In the 1980s, West Germany’s peace movement demanded an end to the arms race between the Warsaw Pact and the West. Today, less than two months after Russia launched its attack against Ukraine, it protested against NATO. Is today’s peace movement misguided?
Berlin, April 16th, 2022 (The Berlin Spectator) — “The aggression by NATO and the E.U. provokes war in Ukraine”, it says on one of the flyers given out to protesters who took part in one of the Easter Marches in Berlin on Saturday. It was printed by a Marxist group. Other communist organizations, including the parties DKP and MLPD, were present as well, at Oranienplatz in the German capital’s Kreuzberg borough.
Most demonstrators here either did not know Russia is waging war against Ukraine or they did not want to know. They do not seem to understand Russian soldiers are murdering and raping Ukrainians, or they simply do not want to understand. In these circles, the answer to the question who is responsible is always the same: America, of course. And NATO. This was the dominating worldview at the protest in Kreuzberg today.
There was a tiny minority among the protesters through. Our reporter found two ladies who held signs that said Putin needed to be stopped and Russia’s military had to pull back and leave Ukraine now. Asked how they would end the war, other participants said Ukraine needed to give Russia the Donbas region. What happened to the ‘peace movement’ in Germany?
In the early 1980s, hundreds of thousands of its members protested against the deployment of the West’s Pershing II missiles. Many of them ignored the fact that Russia had hundreds of SS-20 missiles that were pointed at West Germany. Back then, the SPD’s Chancellor Helmut Schmidt was criticized by the movement, and by many in his own party, for supporting NATO’s Double-Track Decision, which included the deployment of more missiles as a reaction to the Soviet Union’s missile deployments, and an offer for negotiations with Moscow.
Whether the peace movement was wrong four decades ago is still being discussed. But, what about today? To most Germans, it is crystal clear who is responsible for the war against Ukraine, namely the country that launched it and has came up with far-fatched justifications since. A peace movement that supports Russia, the aggressor, is misguided to the opinion of many.
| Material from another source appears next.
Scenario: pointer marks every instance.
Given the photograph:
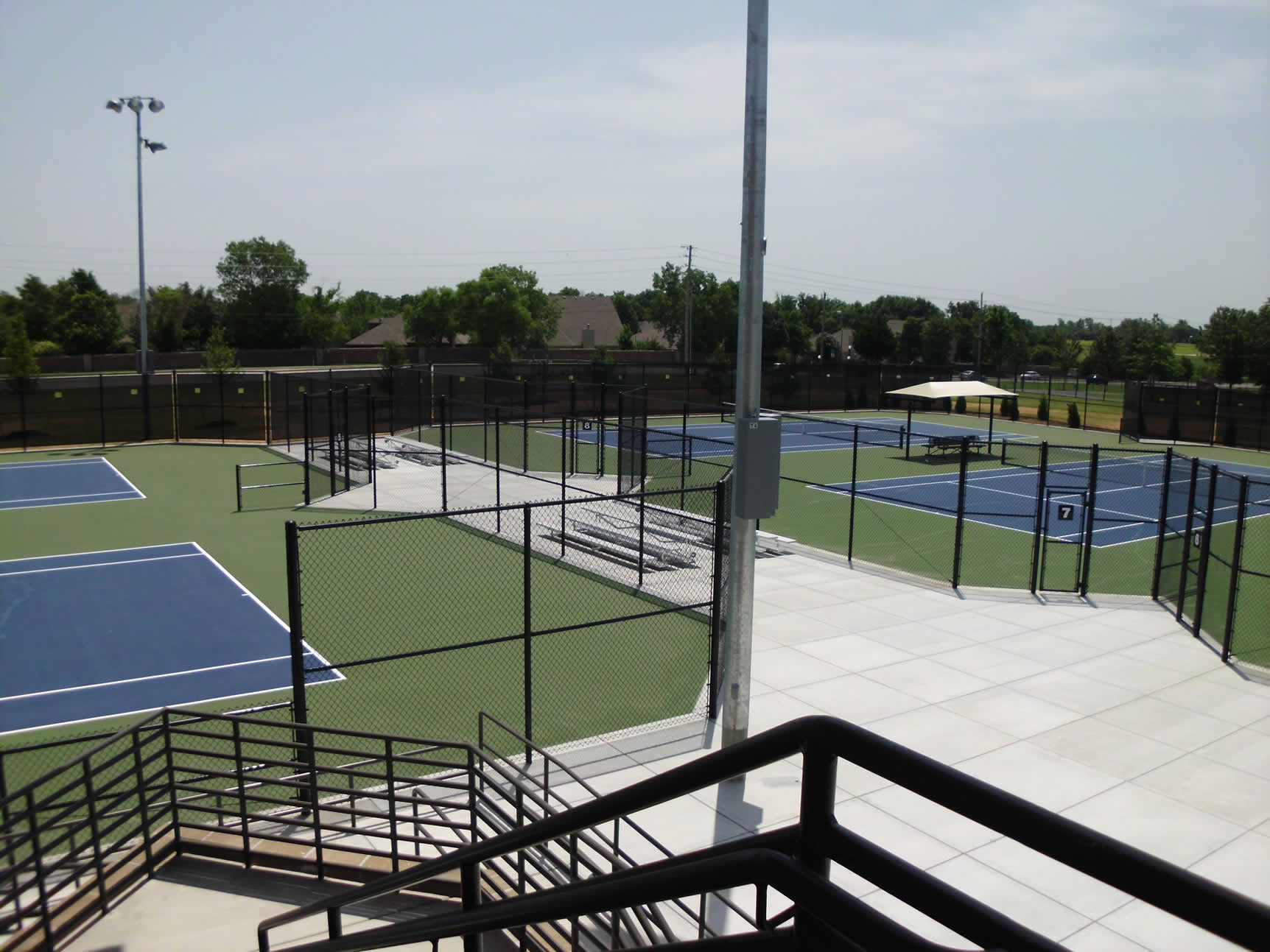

Germany’s Vice Chancellor and Commerce Minister Robert Habeck called on the Easter March protesters to convey a clear message against Vladimir Putin’s war of aggression. It was clear which side needed to be supported, also with weapons, Habeck stated. Putin threatened freedom in Europe, the Green Minister said. “Defenseless civilians are being killed, prisoners of war executed, hospitals attacked with missiles”. Just watching was not an option. Most protesters in Kreuzberg did not seem to care about these aspects. Similar rallies took place in many other German cities too.
On Friday night, Chancellor Olaf Scholz announced Germany would provide more than 1 billion Euro (1.1 billion U.S. Dollars or 800,000 Pounds Sterling) to Ukraine. That way, the government in Kiev can purchase any weapons it wants. On top of this amount, 400,000 Euro (432,476 Dollars 331,145 Pounds) will be given to the European Peace Facility which buys weapons for Ukraine. Recently, Scholz announced Germany would invest 100 billion Euro (112.7 billion U.S. Dollars or 84 billion Pounds Sterling) into its own defense. Many protesters at the Easter March in Berlin criticized this step. They said more weapons would prolong the war.